For instance, if you’re making an album, the only people in the studio should be the band, the producer, and perhaps someone to handle engineering and technical setup. If guest artists are collaborating, bring them in to work with the team when they are needed.
You don’t need extra people standing around and getting in the way, or even worse, someone from the business team (studio manager, record executive, marketing people) “approving” the music or trying to insert themselves into the creative process. Their understanding of the audiences may be flawed, or they will bring their own biases into the mix, thereby pushing the creative people down the wrong path.
Big teams dominate many areas of media
It may seem strange that I even have to say this, but the reality is many creative teams with a little success behind them often assume they have to add more people to make something even better. Or, the people from the business side insist on having meetings to discuss or approve creative elements. I’ve seen it happen in my own career in the music industry, broadcasting, news, and online media. Director Brian De Palma also related how this tendency is endemic in Hollywood:
I’ve never seen such studio interference. I mean, I would get stacks of notes, over and over again, from multiple sources. It’s changed. They want to be included on everything. I remember throwing executives out of the room during a reading for “Bonfire of the Vanities.” Are you kidding? I can’t have these actors performing in front of studio executives during the first reading! They claimed they wouldn’t say anything, which was nonsense. I had the same thing with the Paterno project. I said, “This is the first time Al has heard this material. I can’t have executives sitting here.” They were offended beyond belief — sulking, tense. I finally walked away from it.
If you’ve seen HBO’s “Project Greenlight,” the HBO executive on that show, Len Amato — that was the guy I was dealing with. On the show, there’s Len in the editing room, making suggestions. That’s like my worst nightmare. I have never dealt with a producer in the editing room. And you can’t get final cut on television.

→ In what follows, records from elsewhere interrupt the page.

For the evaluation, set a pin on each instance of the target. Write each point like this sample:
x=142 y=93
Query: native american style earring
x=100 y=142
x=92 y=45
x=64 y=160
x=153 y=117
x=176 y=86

Can you believe that Martin Scorsese doesn’t have final cut on television?
In a nutshell, this type of interference negatively impacts the creative core, slows things down, adds unnecessary meetings, and sometimes leads to “features” that end up driving audiences away.
Of course, in some cases there may be a required approval. The legal department needs to perform a check to make sure the new work does not violate other parties’ trademarks or copyrights. Or, an investor will insist on having some involvement with the creative team as a condition of providing money. These approvals are unavoidable.
But when it comes to other types of approvals? My advice is to minimize or eliminate them, and let the creative people work their magic.